We’re treated to yet another legal drama in the world of web scraping. This time the verdict is out on Meta vs. Bright Data.
Bright Data won, and Meta lost. Yay to the web scraping community.
This win came off the back of a similarly high-profile, years-long legal battle between hiQ and LinkedIn, which hiQ won and LinkedIn lost.
That case ended in 2022 and was a huge win for the web scraping community because it further cemented that scraping a website for data is in fact legal, provided you meet certain requirements.
We highly recommend that you read the hiQ v. LinkedIn case alongside this Meta v. Bright Data case, because both address important facts about web scraping.
Now, time to start unpacking the details of this case:
(By the way, if you're already pretty familiar with the web scraping legal world, you can jump straight to the ruling and the key points here.)
Who are the players?
For the benefit of you who want to know in detail the parties involved in this case, here's the background:
Meta / Facebook
You should know who Meta is unless you’re a late Gen Z or Gen Alpha or a pure TikToker.
Either way, Meta is a gigantic technology company that owns multiple popular social networking products such as Facebook, Instagram, WhatsApp, and most recently Threads.
With these popular social-related products naturally come large user bases, making Meta a popular scraping target because of that vast and valuable user data.
Bright Data is a web data company headquartered in Israel. The company started its history as a proxies & IPs provider and in recent years since 2022, it dabbled into web scraping and selling the scraped data in the form of datasets.
Here’s a full walkthrough of Bright Data as a scraping service.
Senior U.S. District Judge Edward Chen
Legal commentaries usually only look at the companies/parties involved. But in this case, the involvement of the presiding judge - Judge Chen was a very intriguing one. Coincidentally (or not), he was too the presiding judge of the hiQ v. LinkedIn case, in which he ruled in favor of the scraping company and against the LinkedIn platform.
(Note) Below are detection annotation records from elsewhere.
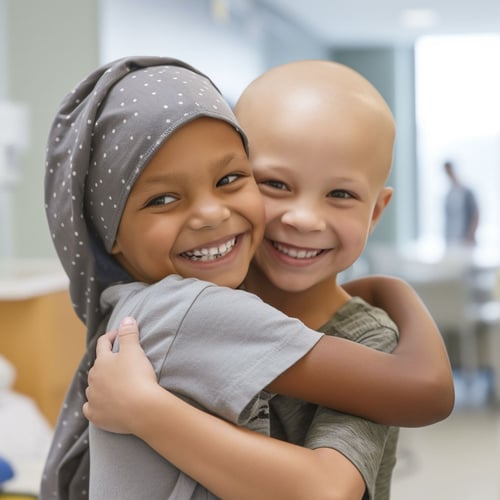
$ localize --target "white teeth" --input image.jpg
[182,238,236,262]
[273,243,322,259]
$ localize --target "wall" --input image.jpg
[4,0,99,257]
[0,0,416,257]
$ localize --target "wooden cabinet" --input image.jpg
[0,290,85,425]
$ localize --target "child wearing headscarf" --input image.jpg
[41,57,454,500]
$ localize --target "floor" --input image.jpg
[391,370,500,500]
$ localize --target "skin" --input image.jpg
[112,118,264,288]
[84,63,453,498]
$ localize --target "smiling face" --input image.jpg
[236,62,394,294]
[112,118,264,288]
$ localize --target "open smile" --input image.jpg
[181,236,237,262]
[271,241,326,260]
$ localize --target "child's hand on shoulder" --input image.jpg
[83,318,158,434]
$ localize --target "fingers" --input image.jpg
[96,316,139,357]
[118,316,139,349]
[95,330,118,357]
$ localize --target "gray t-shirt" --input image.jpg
[89,276,323,500]
[270,298,399,500]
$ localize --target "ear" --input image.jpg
[370,187,394,234]
[111,240,122,255]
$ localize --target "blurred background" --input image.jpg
[0,0,500,500]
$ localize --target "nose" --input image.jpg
[189,197,231,231]
[281,203,326,233]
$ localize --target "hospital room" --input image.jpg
[0,0,500,500]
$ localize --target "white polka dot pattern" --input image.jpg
[40,57,246,500]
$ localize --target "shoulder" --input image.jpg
[321,297,399,350]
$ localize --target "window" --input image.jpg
[415,35,500,255]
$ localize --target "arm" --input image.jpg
[269,277,454,427]
[84,325,364,499]
[87,272,453,426]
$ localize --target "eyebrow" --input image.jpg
[143,153,247,185]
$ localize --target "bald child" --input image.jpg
[87,61,449,500]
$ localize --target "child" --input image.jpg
[42,58,450,498]
[86,61,456,499]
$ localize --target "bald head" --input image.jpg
[235,60,395,188]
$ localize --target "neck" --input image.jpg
[245,264,350,330]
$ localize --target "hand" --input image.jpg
[83,318,157,434]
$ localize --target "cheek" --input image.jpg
[262,196,281,225]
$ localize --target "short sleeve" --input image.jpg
[112,276,323,425]
[304,407,398,498]
[160,287,321,425]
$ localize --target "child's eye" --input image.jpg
[146,194,177,207]
[328,189,354,200]
[217,174,242,187]
[259,179,287,191]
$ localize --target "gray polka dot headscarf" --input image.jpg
[40,57,246,500]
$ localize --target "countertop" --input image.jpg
[0,258,69,301]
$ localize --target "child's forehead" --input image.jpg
[87,66,244,254]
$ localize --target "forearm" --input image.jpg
[133,386,364,500]
[269,277,454,427]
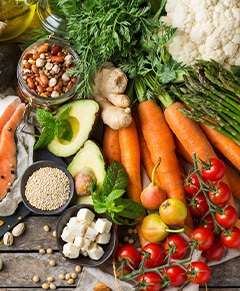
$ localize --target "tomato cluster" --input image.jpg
[116,234,210,291]
[116,158,240,291]
[184,158,240,251]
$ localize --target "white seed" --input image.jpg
[12,222,25,237]
[3,231,13,246]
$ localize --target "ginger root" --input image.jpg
[92,62,132,130]
[95,95,132,130]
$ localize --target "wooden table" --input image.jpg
[0,211,240,291]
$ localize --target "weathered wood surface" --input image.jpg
[0,216,240,291]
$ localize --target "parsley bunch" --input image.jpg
[58,0,188,98]
[92,161,145,225]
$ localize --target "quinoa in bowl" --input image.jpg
[21,161,74,215]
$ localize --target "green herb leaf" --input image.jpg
[115,198,146,219]
[102,161,128,196]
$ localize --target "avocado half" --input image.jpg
[48,100,99,157]
[68,140,106,204]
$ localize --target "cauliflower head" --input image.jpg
[161,0,240,68]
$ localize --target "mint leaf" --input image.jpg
[115,198,146,219]
[102,161,128,196]
[106,189,125,204]
[57,120,73,141]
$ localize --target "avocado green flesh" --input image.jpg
[68,140,106,204]
[48,100,99,157]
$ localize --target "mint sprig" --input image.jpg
[34,108,73,150]
[92,161,145,225]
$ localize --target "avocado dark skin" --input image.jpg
[0,42,22,93]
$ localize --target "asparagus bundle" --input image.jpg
[174,60,240,144]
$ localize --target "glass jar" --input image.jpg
[17,37,80,111]
[0,0,37,41]
[36,0,66,37]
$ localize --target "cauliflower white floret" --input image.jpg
[161,0,240,68]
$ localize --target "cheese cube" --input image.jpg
[67,216,80,228]
[95,218,112,233]
[87,243,104,260]
[73,236,84,249]
[81,238,91,252]
[95,232,111,244]
[84,227,98,241]
[68,221,87,236]
[77,208,95,224]
[63,243,80,259]
[61,226,75,243]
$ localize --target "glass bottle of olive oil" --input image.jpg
[0,0,38,41]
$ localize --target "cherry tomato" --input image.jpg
[116,244,141,269]
[202,240,225,261]
[201,215,215,231]
[208,182,232,206]
[137,272,162,291]
[215,205,238,228]
[202,158,226,181]
[221,226,240,249]
[184,174,200,195]
[189,193,209,217]
[142,243,165,268]
[191,227,214,251]
[163,234,188,259]
[163,266,187,287]
[187,261,211,284]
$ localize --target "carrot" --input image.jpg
[138,100,193,233]
[199,123,240,171]
[103,125,121,166]
[138,100,186,202]
[119,119,146,246]
[132,107,161,186]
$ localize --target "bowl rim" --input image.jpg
[20,160,75,215]
[56,204,117,268]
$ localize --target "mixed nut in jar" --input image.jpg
[17,39,80,109]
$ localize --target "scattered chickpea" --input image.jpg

Although his involvement might not and should not be a cause of the ruling for this Meta v. Bright Data case, but interesting nevertheless.
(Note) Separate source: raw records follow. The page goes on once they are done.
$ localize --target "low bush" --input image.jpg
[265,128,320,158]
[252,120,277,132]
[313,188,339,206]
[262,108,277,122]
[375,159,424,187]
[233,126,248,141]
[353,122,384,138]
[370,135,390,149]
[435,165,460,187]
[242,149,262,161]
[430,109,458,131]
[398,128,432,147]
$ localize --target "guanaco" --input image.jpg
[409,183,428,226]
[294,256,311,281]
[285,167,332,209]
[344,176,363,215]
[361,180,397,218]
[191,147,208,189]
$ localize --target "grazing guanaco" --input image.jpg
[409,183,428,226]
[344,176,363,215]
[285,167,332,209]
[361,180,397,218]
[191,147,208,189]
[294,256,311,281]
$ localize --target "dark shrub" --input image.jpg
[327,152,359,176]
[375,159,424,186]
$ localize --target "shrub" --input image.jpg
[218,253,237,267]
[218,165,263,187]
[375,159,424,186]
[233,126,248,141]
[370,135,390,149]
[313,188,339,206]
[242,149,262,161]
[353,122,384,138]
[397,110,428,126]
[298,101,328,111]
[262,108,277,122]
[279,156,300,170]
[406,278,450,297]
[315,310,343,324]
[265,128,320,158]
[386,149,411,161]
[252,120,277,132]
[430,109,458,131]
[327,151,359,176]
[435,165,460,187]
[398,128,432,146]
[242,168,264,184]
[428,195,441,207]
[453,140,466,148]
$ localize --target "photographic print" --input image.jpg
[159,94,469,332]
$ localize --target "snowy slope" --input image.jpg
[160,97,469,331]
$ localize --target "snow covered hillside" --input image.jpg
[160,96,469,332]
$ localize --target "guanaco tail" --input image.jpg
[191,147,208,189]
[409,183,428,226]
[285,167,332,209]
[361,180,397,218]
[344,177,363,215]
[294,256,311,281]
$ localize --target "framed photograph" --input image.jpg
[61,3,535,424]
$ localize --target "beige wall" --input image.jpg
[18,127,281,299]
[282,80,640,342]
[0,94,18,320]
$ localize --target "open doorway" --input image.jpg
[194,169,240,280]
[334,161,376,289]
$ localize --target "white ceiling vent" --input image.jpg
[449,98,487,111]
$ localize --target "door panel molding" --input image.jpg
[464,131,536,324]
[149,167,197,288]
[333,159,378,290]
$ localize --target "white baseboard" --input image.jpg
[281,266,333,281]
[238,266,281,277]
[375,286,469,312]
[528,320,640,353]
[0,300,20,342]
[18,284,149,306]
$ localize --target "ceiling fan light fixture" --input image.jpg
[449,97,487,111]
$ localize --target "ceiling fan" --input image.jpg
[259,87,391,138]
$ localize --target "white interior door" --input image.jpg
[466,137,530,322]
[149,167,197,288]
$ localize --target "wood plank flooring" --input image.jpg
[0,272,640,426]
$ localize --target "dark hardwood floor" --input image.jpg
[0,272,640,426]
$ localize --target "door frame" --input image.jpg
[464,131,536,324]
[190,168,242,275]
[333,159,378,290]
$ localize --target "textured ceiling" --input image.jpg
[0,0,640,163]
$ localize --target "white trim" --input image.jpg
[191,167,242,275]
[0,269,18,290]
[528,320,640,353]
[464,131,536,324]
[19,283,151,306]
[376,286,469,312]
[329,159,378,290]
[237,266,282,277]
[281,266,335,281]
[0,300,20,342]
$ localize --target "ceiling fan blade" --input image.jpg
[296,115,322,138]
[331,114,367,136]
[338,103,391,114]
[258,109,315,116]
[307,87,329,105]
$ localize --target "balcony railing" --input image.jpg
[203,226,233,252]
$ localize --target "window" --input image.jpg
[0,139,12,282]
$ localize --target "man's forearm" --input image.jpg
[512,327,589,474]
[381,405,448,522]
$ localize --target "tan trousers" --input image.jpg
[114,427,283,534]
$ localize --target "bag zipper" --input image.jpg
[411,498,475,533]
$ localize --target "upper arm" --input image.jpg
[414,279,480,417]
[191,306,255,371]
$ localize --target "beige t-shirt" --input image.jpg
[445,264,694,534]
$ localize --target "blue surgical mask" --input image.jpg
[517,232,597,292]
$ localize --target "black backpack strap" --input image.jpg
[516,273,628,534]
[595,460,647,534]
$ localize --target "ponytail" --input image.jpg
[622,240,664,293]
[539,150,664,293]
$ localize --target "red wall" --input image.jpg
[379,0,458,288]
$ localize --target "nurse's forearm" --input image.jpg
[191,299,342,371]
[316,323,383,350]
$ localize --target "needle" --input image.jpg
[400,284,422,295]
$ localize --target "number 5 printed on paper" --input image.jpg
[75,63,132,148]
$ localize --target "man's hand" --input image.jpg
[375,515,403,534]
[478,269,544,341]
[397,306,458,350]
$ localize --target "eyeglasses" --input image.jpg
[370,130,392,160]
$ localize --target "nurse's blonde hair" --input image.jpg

Timeline of events in Meta v. Bright Data
Now that we’re clear on who was involved. Let’s dive in on the drama.
There were four main events:
- Nov’22: Cease-and-desist initiated by Meta
- Jan’23: Meta sued, then Bright Data countersued
- May’23: First hearing
- Jan’24: Ruling issued: Bright Data won
29 November 2022 - Cease-and-desist initiated by Meta
Meta initiated contact with Bright Data via 1) a video call and 2) an email back in November 2022 for a cease-and-desist. In these communications, Meta demanded that Bright Data stop any scraping activity on Meta’s platforms, in this case, Facebook and Instagram.
In our (non-legal) opinion, these actions by Meta were more to go through the motion to prove that contact was made, so that they can proceed to file a court action later. They for sure didn't expect Bright Data to comply with their demands.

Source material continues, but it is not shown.